Prediksi susunan pemain, pratinjau, dan tempat menonton pertandingan Grup B Piala Dunia

4
0


Julen Lopetegui kembali ke Piala Dunia dan berharap bisa bertahan lebih lama.

Pengalaman Lopetegui di kompetisi global berakhir sebelum dimulai ketika ia dipecat oleh Spanyol dua hari sebelum laga pembuka Rusia 2018. Setelah setuju menjadi pelatih Real Madrid usai turnamen, tanpa sepengetahuan Federasi Sepak Bola Spanyol, Lopetegui segera dipecat dan dipulangkan.

Dia kembali dengan ekspektasi berbeda membawa tim Qatar lolos untuk pertama kalinya setelah menjabat sebagai tuan rumah pada 2022.

Dia mengakui negara kecil di Timur Tengah itu adalah tim yang tidak diunggulkan di Grup B yang juga dihuni lawan pada hari Sabtu, Swiss, Kanada, dan Bosnia-Herzegovina, namun dia menggunakan hal itu sebagai motivasi.
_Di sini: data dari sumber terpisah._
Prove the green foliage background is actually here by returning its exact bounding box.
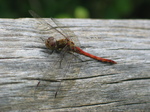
[0,0,150,19]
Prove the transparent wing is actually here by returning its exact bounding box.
[30,11,80,99]
[51,18,81,47]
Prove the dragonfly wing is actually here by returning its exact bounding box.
[51,18,81,47]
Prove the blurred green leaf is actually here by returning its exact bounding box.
[74,6,89,18]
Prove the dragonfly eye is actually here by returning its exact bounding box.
[45,37,56,49]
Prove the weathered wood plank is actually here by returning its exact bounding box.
[0,18,150,112]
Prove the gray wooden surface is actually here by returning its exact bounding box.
[0,18,150,112]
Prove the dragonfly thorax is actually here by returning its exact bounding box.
[45,37,75,51]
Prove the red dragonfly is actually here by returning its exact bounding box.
[29,11,117,98]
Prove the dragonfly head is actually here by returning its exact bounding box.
[45,37,56,50]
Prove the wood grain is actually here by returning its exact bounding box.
[0,18,150,112]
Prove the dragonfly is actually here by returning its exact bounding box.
[29,10,117,98]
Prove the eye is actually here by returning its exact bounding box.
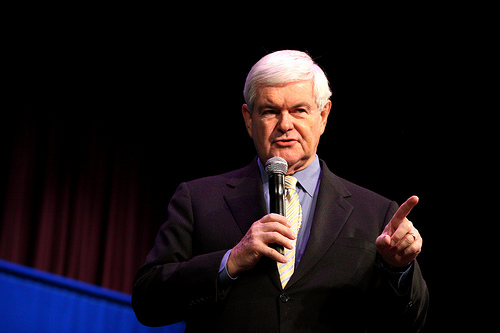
[261,109,279,117]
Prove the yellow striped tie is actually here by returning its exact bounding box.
[278,176,302,288]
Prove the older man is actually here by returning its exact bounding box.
[133,51,428,332]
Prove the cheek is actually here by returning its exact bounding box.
[253,122,274,144]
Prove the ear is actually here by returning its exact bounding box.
[320,100,332,134]
[241,104,253,138]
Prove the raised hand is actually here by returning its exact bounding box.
[375,195,422,267]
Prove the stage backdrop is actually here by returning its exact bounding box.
[0,108,171,293]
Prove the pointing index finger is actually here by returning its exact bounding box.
[391,195,419,222]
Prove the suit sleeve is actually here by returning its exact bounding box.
[132,183,226,326]
[375,202,429,332]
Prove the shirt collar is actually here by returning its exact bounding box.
[257,155,321,197]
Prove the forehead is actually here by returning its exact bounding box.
[256,81,315,106]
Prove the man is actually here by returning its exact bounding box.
[133,51,428,332]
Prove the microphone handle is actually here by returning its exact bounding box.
[269,173,286,254]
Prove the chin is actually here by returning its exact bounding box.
[263,149,308,170]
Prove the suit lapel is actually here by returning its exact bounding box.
[224,159,267,233]
[286,161,353,288]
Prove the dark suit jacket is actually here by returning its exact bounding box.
[132,160,428,332]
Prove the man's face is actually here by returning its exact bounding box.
[243,81,331,174]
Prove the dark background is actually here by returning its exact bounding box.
[0,8,487,330]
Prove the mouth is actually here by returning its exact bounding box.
[273,139,297,147]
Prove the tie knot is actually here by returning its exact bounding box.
[285,176,297,190]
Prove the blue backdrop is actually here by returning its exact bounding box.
[0,260,185,333]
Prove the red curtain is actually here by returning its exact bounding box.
[0,112,167,293]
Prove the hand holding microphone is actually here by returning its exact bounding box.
[227,157,296,277]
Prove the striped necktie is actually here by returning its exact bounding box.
[278,176,302,288]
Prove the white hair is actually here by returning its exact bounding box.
[243,50,332,110]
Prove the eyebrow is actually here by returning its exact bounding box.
[259,102,311,110]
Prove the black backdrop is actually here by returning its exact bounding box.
[0,7,488,330]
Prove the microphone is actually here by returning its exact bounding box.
[265,156,288,254]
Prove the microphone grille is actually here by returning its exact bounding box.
[265,156,288,175]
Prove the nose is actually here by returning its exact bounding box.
[277,111,293,133]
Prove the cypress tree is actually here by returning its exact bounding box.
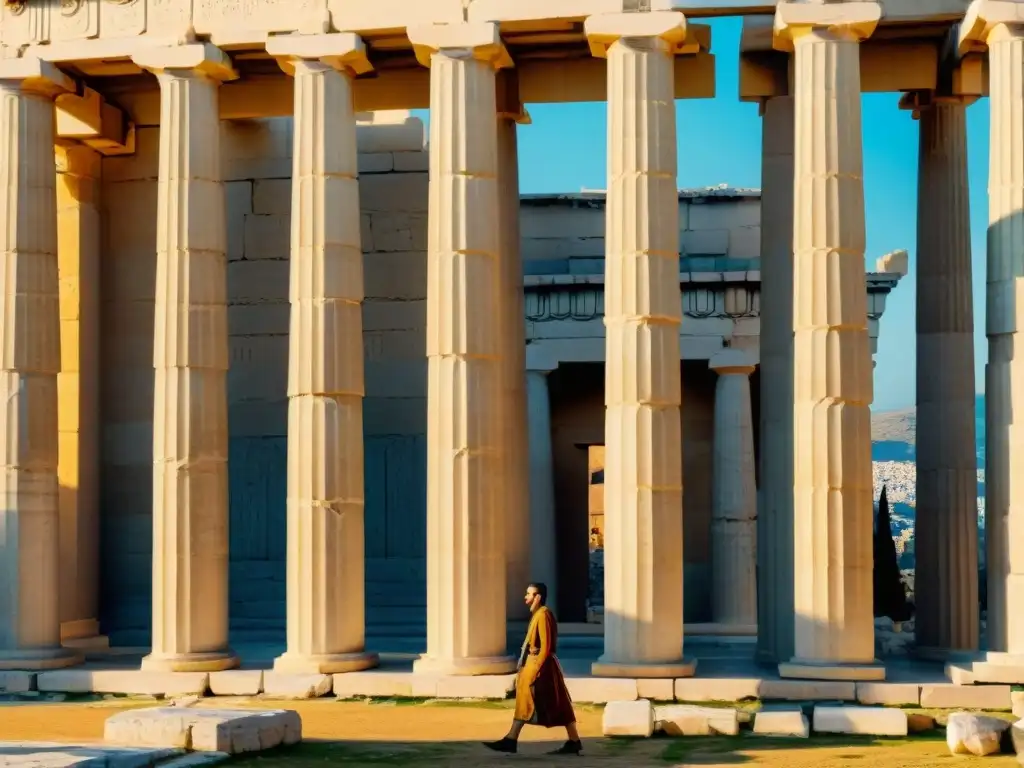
[872,485,912,623]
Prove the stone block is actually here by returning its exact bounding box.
[754,708,811,738]
[637,677,676,701]
[210,670,263,696]
[921,683,1012,710]
[675,677,761,701]
[435,675,515,699]
[103,707,302,755]
[36,669,210,696]
[761,680,857,701]
[0,671,36,693]
[654,705,739,736]
[814,707,907,736]
[263,672,334,698]
[601,698,654,738]
[857,683,921,707]
[565,677,637,703]
[334,670,415,698]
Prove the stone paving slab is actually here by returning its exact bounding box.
[103,707,302,755]
[0,741,184,768]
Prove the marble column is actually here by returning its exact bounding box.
[267,34,378,675]
[961,0,1024,684]
[0,58,82,670]
[133,43,239,672]
[497,70,532,621]
[526,371,558,611]
[708,349,758,631]
[586,11,695,677]
[55,141,109,647]
[408,24,516,675]
[775,2,885,680]
[914,98,979,658]
[757,96,794,664]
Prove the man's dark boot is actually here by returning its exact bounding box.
[548,739,583,755]
[483,736,519,755]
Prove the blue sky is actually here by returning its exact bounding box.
[411,18,988,411]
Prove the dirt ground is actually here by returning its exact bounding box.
[0,698,1018,768]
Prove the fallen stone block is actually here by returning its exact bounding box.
[103,707,302,755]
[36,670,210,696]
[946,712,1010,757]
[921,683,1011,710]
[754,708,811,738]
[814,707,907,736]
[654,705,739,736]
[210,670,263,696]
[601,698,654,738]
[565,677,637,703]
[263,672,334,698]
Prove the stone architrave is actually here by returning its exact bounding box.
[0,58,82,670]
[267,34,378,674]
[757,96,794,664]
[586,11,695,677]
[133,43,239,672]
[708,349,758,630]
[409,24,516,675]
[914,96,979,658]
[775,2,885,680]
[497,70,536,620]
[959,0,1024,684]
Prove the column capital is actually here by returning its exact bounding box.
[266,32,374,75]
[406,22,514,70]
[131,43,239,83]
[956,0,1024,55]
[708,347,757,376]
[584,10,686,58]
[772,0,882,52]
[0,57,78,98]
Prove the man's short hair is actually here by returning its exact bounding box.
[529,582,548,605]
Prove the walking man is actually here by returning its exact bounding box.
[484,582,583,755]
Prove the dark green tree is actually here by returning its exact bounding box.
[872,485,913,622]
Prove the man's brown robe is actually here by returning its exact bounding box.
[514,605,575,728]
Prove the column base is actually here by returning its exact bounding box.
[0,648,85,672]
[141,648,241,672]
[778,658,886,680]
[273,651,381,675]
[413,653,516,677]
[590,656,697,678]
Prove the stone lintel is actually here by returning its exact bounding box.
[956,0,1024,55]
[266,32,374,75]
[0,57,78,98]
[772,0,882,51]
[55,86,135,155]
[406,22,514,70]
[584,10,688,58]
[708,347,757,376]
[131,43,239,83]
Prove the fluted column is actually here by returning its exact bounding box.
[0,58,82,670]
[586,12,695,677]
[708,349,758,631]
[526,371,558,611]
[267,34,378,674]
[757,96,794,664]
[133,43,239,672]
[497,70,532,620]
[914,99,979,657]
[775,2,885,679]
[55,142,109,647]
[409,24,515,675]
[961,0,1024,684]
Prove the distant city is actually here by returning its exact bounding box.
[871,394,985,569]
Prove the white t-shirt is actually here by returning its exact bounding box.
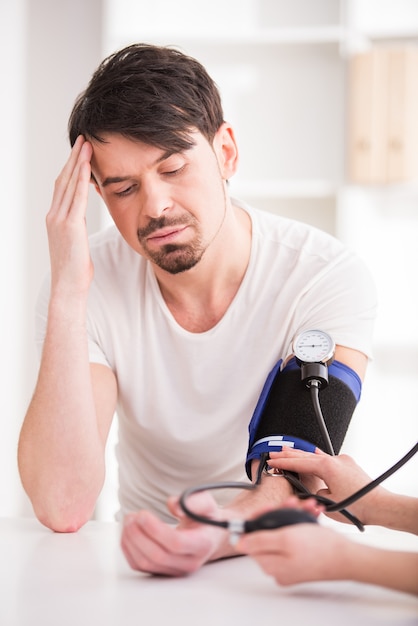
[37,202,376,521]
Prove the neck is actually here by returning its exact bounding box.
[154,207,251,333]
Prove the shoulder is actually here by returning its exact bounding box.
[238,203,353,265]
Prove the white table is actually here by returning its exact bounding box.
[0,519,418,626]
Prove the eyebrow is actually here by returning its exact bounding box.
[102,150,179,187]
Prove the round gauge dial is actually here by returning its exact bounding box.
[293,330,335,364]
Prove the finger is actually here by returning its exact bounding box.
[50,141,92,219]
[51,135,85,209]
[122,511,209,576]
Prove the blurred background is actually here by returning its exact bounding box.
[0,0,418,520]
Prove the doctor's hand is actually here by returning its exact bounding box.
[46,136,93,296]
[268,448,389,524]
[121,493,232,576]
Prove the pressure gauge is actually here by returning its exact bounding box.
[293,330,335,365]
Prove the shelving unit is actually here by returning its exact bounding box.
[105,0,418,235]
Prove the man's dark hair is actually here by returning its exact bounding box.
[68,43,224,152]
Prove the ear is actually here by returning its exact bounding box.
[213,122,238,180]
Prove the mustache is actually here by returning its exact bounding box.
[137,215,190,239]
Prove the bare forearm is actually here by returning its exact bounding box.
[367,490,418,535]
[19,304,110,530]
[346,544,418,594]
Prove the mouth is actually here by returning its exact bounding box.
[146,225,188,245]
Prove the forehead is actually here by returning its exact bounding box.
[91,132,210,182]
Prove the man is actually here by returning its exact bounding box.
[19,44,375,575]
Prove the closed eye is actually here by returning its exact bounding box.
[162,164,186,176]
[115,185,136,198]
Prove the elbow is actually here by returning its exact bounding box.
[33,503,93,533]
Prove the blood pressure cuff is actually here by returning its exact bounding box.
[245,359,361,479]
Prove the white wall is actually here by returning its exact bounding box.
[0,0,102,515]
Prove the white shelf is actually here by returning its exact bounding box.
[230,179,338,198]
[108,25,347,47]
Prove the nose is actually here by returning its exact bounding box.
[141,179,172,218]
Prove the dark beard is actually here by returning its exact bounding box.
[147,244,204,274]
[137,217,204,274]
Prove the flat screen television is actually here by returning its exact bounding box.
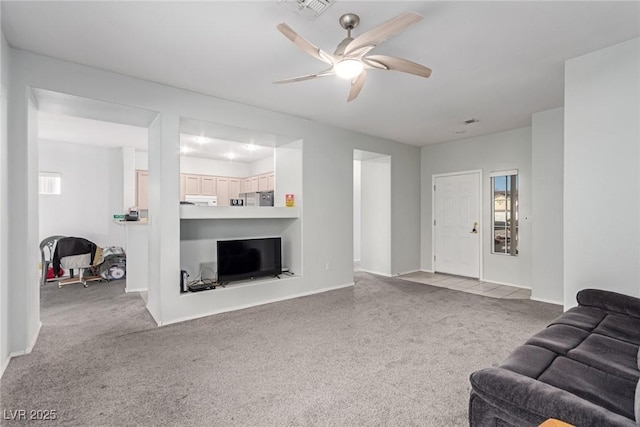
[218,237,282,283]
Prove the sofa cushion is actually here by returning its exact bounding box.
[500,344,557,378]
[551,306,607,331]
[593,314,640,345]
[576,289,640,318]
[538,356,637,420]
[567,334,640,381]
[635,381,640,424]
[525,325,589,354]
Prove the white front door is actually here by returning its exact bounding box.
[433,172,481,277]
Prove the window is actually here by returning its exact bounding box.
[38,172,62,195]
[489,170,518,256]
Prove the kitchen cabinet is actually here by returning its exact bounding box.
[184,174,201,195]
[216,177,229,206]
[229,178,242,199]
[268,172,276,191]
[258,174,269,191]
[136,170,275,209]
[200,175,216,196]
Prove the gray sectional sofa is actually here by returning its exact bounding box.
[469,289,640,427]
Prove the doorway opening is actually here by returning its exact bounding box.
[353,150,391,277]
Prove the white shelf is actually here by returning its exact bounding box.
[180,205,300,219]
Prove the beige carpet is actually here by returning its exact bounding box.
[0,273,561,426]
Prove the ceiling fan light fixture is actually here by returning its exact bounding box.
[335,59,364,80]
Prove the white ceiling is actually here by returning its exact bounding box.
[2,0,640,146]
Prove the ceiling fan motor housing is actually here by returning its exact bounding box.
[340,13,360,31]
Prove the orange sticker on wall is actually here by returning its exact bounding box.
[284,194,295,208]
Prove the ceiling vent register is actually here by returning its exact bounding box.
[278,0,336,19]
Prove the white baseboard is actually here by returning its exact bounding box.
[394,270,422,276]
[0,355,11,378]
[530,296,564,307]
[478,279,531,290]
[156,282,355,326]
[359,268,393,277]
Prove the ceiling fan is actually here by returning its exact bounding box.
[274,12,431,102]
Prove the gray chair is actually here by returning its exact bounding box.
[40,236,66,286]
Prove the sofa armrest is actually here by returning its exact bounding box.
[576,289,640,318]
[470,368,637,427]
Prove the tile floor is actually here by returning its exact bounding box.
[398,271,531,299]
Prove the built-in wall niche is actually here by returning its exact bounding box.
[180,119,276,206]
[180,218,302,285]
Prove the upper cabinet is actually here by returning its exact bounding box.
[136,170,275,209]
[184,175,202,195]
[200,175,216,196]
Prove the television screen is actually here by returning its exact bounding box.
[218,237,282,283]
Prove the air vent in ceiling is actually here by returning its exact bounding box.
[278,0,336,19]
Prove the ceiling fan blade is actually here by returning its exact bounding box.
[273,67,335,84]
[276,22,334,65]
[347,70,367,102]
[345,12,422,55]
[362,55,431,78]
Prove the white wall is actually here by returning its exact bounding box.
[39,141,125,247]
[0,20,11,377]
[360,156,391,276]
[10,46,420,335]
[353,160,362,262]
[249,156,275,175]
[564,39,640,308]
[531,108,564,305]
[421,128,531,287]
[120,147,136,212]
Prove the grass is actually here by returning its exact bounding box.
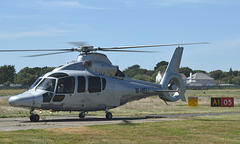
[0,90,240,144]
[0,89,240,118]
[0,114,240,144]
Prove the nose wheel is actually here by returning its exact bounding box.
[78,112,88,118]
[30,108,40,122]
[105,107,112,120]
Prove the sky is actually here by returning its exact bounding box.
[0,0,240,72]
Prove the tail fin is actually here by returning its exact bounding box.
[159,47,186,102]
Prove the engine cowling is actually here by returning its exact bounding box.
[159,73,186,102]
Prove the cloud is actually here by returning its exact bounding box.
[0,29,69,38]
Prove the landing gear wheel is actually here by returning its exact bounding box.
[30,114,40,122]
[78,112,86,118]
[106,112,112,120]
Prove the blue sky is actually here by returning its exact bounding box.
[0,0,240,72]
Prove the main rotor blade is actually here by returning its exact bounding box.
[0,48,75,52]
[100,42,209,50]
[66,41,88,47]
[99,49,156,53]
[24,51,71,57]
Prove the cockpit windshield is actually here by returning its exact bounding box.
[36,78,56,92]
[29,78,42,89]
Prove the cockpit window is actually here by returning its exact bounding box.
[29,78,42,89]
[56,77,75,93]
[37,78,56,92]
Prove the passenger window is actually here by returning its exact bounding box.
[88,76,101,93]
[43,93,53,102]
[56,77,75,93]
[53,95,65,102]
[78,76,86,93]
[102,78,106,90]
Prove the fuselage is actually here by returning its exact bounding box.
[9,54,164,111]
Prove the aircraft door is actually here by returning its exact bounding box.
[52,77,75,110]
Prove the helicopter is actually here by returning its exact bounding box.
[0,42,206,122]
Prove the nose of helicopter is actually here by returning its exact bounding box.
[8,94,35,107]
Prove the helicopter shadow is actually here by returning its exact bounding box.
[22,117,149,123]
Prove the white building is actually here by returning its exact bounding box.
[186,73,216,86]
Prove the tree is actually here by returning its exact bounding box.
[0,65,16,84]
[193,70,207,74]
[232,76,240,85]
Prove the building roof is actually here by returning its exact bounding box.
[187,72,213,80]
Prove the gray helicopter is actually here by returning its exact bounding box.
[0,42,205,122]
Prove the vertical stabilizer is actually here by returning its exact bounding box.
[166,47,183,73]
[159,47,186,102]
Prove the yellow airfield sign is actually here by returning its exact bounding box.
[188,97,198,107]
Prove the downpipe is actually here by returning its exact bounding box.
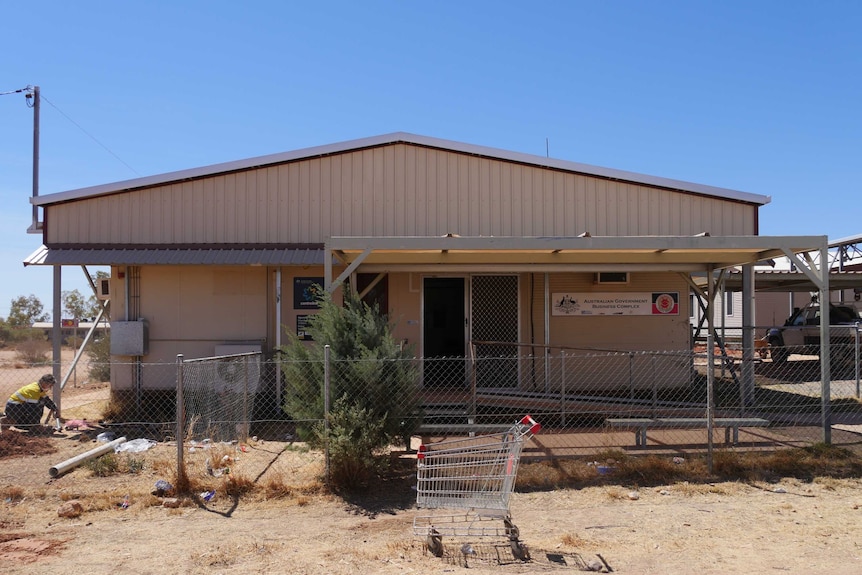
[48,437,126,477]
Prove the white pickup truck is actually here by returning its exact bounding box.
[764,302,862,367]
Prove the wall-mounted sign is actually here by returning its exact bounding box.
[296,315,314,341]
[551,292,679,315]
[293,277,323,309]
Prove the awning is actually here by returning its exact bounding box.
[24,246,324,266]
[324,234,827,287]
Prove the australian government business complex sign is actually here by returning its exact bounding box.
[551,292,679,315]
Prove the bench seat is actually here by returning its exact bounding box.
[605,417,769,446]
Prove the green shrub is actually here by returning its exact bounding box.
[281,287,418,443]
[281,287,419,489]
[314,396,388,491]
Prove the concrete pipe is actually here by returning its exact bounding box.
[48,437,126,477]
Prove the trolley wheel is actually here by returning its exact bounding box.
[503,518,521,541]
[425,527,443,557]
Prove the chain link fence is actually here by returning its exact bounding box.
[0,328,862,485]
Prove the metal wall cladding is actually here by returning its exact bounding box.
[46,143,757,245]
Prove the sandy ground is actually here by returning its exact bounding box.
[0,438,862,575]
[5,348,862,575]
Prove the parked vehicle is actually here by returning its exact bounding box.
[764,302,862,365]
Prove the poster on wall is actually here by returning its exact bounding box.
[551,292,679,316]
[296,315,314,341]
[293,277,323,309]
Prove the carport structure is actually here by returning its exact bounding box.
[324,233,831,442]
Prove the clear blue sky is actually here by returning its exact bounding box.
[0,0,862,317]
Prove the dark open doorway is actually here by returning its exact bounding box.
[423,278,467,388]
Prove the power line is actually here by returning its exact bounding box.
[42,94,141,176]
[0,86,33,96]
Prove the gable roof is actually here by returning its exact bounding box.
[30,132,771,206]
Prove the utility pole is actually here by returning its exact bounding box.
[24,86,42,234]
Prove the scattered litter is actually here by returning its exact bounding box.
[63,419,92,431]
[114,438,156,453]
[57,499,84,518]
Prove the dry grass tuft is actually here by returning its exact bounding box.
[560,533,590,549]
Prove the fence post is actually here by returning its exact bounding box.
[853,321,859,399]
[649,353,658,417]
[706,331,715,474]
[560,349,566,428]
[238,355,251,441]
[176,353,185,487]
[323,344,330,485]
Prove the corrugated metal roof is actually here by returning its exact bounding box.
[30,132,771,206]
[24,246,325,266]
[695,269,862,292]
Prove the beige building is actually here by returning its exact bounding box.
[25,133,826,396]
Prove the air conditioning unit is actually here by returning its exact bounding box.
[96,278,111,299]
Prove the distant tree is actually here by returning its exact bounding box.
[6,294,50,327]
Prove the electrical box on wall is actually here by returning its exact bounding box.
[111,320,150,355]
[96,278,111,299]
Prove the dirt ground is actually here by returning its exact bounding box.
[5,346,862,575]
[0,431,862,575]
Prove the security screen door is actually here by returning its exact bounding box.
[470,275,518,388]
[423,275,518,388]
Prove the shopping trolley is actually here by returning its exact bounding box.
[413,415,542,560]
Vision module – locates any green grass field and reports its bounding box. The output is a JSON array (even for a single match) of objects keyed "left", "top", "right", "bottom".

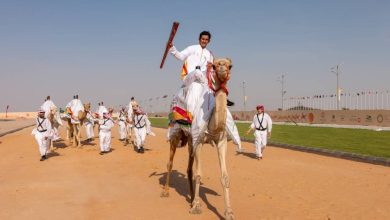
[{"left": 150, "top": 118, "right": 390, "bottom": 158}]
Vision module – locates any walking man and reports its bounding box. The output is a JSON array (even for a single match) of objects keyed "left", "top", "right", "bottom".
[
  {"left": 134, "top": 108, "right": 151, "bottom": 153},
  {"left": 246, "top": 105, "right": 272, "bottom": 160},
  {"left": 118, "top": 106, "right": 127, "bottom": 141},
  {"left": 99, "top": 112, "right": 114, "bottom": 155},
  {"left": 32, "top": 109, "right": 52, "bottom": 161},
  {"left": 84, "top": 107, "right": 95, "bottom": 142}
]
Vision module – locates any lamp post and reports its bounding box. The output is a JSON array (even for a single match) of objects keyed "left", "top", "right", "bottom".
[
  {"left": 331, "top": 64, "right": 340, "bottom": 110},
  {"left": 277, "top": 74, "right": 286, "bottom": 111},
  {"left": 242, "top": 81, "right": 246, "bottom": 112}
]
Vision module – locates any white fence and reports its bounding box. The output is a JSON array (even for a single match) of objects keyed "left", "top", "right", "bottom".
[{"left": 283, "top": 90, "right": 390, "bottom": 110}]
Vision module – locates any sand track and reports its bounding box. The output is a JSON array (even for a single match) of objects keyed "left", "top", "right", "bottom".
[{"left": 0, "top": 124, "right": 390, "bottom": 220}]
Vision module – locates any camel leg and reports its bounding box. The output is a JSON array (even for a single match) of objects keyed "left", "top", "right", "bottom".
[
  {"left": 66, "top": 126, "right": 73, "bottom": 145},
  {"left": 217, "top": 132, "right": 234, "bottom": 220},
  {"left": 75, "top": 124, "right": 81, "bottom": 147},
  {"left": 160, "top": 138, "right": 180, "bottom": 197},
  {"left": 187, "top": 137, "right": 194, "bottom": 203},
  {"left": 190, "top": 145, "right": 202, "bottom": 214}
]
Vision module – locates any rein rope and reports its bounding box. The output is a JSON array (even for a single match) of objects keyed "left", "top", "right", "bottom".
[{"left": 207, "top": 65, "right": 230, "bottom": 96}]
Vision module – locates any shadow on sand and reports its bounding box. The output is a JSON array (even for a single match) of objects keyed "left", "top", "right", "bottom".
[
  {"left": 149, "top": 170, "right": 224, "bottom": 219},
  {"left": 236, "top": 152, "right": 257, "bottom": 160}
]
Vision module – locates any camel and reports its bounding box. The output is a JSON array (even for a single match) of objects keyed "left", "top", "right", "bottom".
[
  {"left": 67, "top": 103, "right": 91, "bottom": 147},
  {"left": 161, "top": 58, "right": 234, "bottom": 220},
  {"left": 48, "top": 106, "right": 62, "bottom": 150}
]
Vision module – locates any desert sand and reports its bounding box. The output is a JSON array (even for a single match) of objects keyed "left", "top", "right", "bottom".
[{"left": 0, "top": 121, "right": 390, "bottom": 220}]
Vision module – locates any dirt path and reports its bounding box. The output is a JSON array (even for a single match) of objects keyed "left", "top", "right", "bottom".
[{"left": 0, "top": 124, "right": 390, "bottom": 220}]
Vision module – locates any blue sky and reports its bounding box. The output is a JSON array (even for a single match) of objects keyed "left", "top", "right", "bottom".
[{"left": 0, "top": 0, "right": 390, "bottom": 111}]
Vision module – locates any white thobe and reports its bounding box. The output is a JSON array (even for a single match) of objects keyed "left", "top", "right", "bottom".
[
  {"left": 84, "top": 112, "right": 95, "bottom": 139},
  {"left": 33, "top": 117, "right": 52, "bottom": 156},
  {"left": 134, "top": 114, "right": 150, "bottom": 149},
  {"left": 41, "top": 100, "right": 57, "bottom": 118},
  {"left": 168, "top": 45, "right": 241, "bottom": 151},
  {"left": 99, "top": 118, "right": 114, "bottom": 152},
  {"left": 66, "top": 99, "right": 84, "bottom": 124},
  {"left": 118, "top": 111, "right": 127, "bottom": 139},
  {"left": 250, "top": 113, "right": 272, "bottom": 157},
  {"left": 98, "top": 105, "right": 108, "bottom": 119}
]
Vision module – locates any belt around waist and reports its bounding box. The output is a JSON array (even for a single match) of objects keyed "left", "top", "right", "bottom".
[{"left": 256, "top": 128, "right": 267, "bottom": 131}]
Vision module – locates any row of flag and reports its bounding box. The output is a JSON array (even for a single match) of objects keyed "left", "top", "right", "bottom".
[{"left": 288, "top": 90, "right": 389, "bottom": 100}]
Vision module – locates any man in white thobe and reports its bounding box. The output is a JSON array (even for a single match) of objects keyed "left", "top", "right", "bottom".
[
  {"left": 134, "top": 108, "right": 153, "bottom": 153},
  {"left": 32, "top": 109, "right": 52, "bottom": 161},
  {"left": 247, "top": 105, "right": 272, "bottom": 160},
  {"left": 84, "top": 111, "right": 95, "bottom": 141},
  {"left": 41, "top": 96, "right": 57, "bottom": 119},
  {"left": 168, "top": 31, "right": 241, "bottom": 151},
  {"left": 98, "top": 102, "right": 108, "bottom": 119},
  {"left": 118, "top": 107, "right": 127, "bottom": 141},
  {"left": 41, "top": 96, "right": 62, "bottom": 141},
  {"left": 99, "top": 112, "right": 114, "bottom": 155},
  {"left": 66, "top": 95, "right": 84, "bottom": 124}
]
Dia mengatakan kepada AS: “Kami menyadari siapa diri kami. Saya pikir titik awalnya adalah menerima hal itu. Setiap negara yang melihat nama Qatar masuk ke grup mereka akan senang. Bagi kami, itu berarti kami tidak menundukkan kepala, justru sebaliknya.”

Lopetegui membantah anggapan bahwa mereka adalah kelompok yang lemah dan dengan cepat menyoroti kekuatan lawannya.

Dia menambahkan: “Swiss telah menjadi salah satu tim terkuat di Eropa selama delapan tahun terakhir. Kanada jelas merupakan tim terbaik di Amerika Utara, mereka jelas menang melawan Amerika Serikat dan Meksiko dalam beberapa tahun terakhir. Dan Bosnia telah menyingkirkan Wales dan Italia. Mereka adalah rival yang memiliki semua bahan untuk menjadi favorit kuat di hadapan kami.”

Ini adalah awal yang sulit bagi Qatar melawan tim Swiss yang merupakan partisipasi keenam berturut-turut di final Piala Dunia.

Mereka telah mencapai babak 16 besar dalam empat dari lima upaya terakhir mereka dan memiliki skuad yang penuh pengalaman, dipimpin oleh kapten Granit Xhaka dan juga termasuk Gregor Kobel, Manuel Akanji, Ricardo Rodriguez dan Remo Freuler.

Pelatih Hakan Yakin mengatakan kepada FIFA.com: “Sebagai seorang pelatih, sangat menyenangkan memiliki pemain sekaliber – dalam hal karakter, mentalitas dan pengalaman – yang juga memikul banyak tanggung jawab dan memainkan peran kunci di klub mereka.

“Anda benar-benar dapat melihat perbedaan dalam kualitas, intensitas, dan standar latihan mereka; cara mereka membuat rekan satu tim menjadi lebih baik, cara mereka menjadikan rekan satu tim lebih kuat, cara mereka memberikan contoh bagi para pemain muda hari demi hari.”

Gelandang Johan Manzambi, 20, adalah salah satu pemain yang harus diperhatikan sementara pemain sayap Leeds Noah Okafor akan berusaha membangun musim debut yang luar biasa di Liga Premier.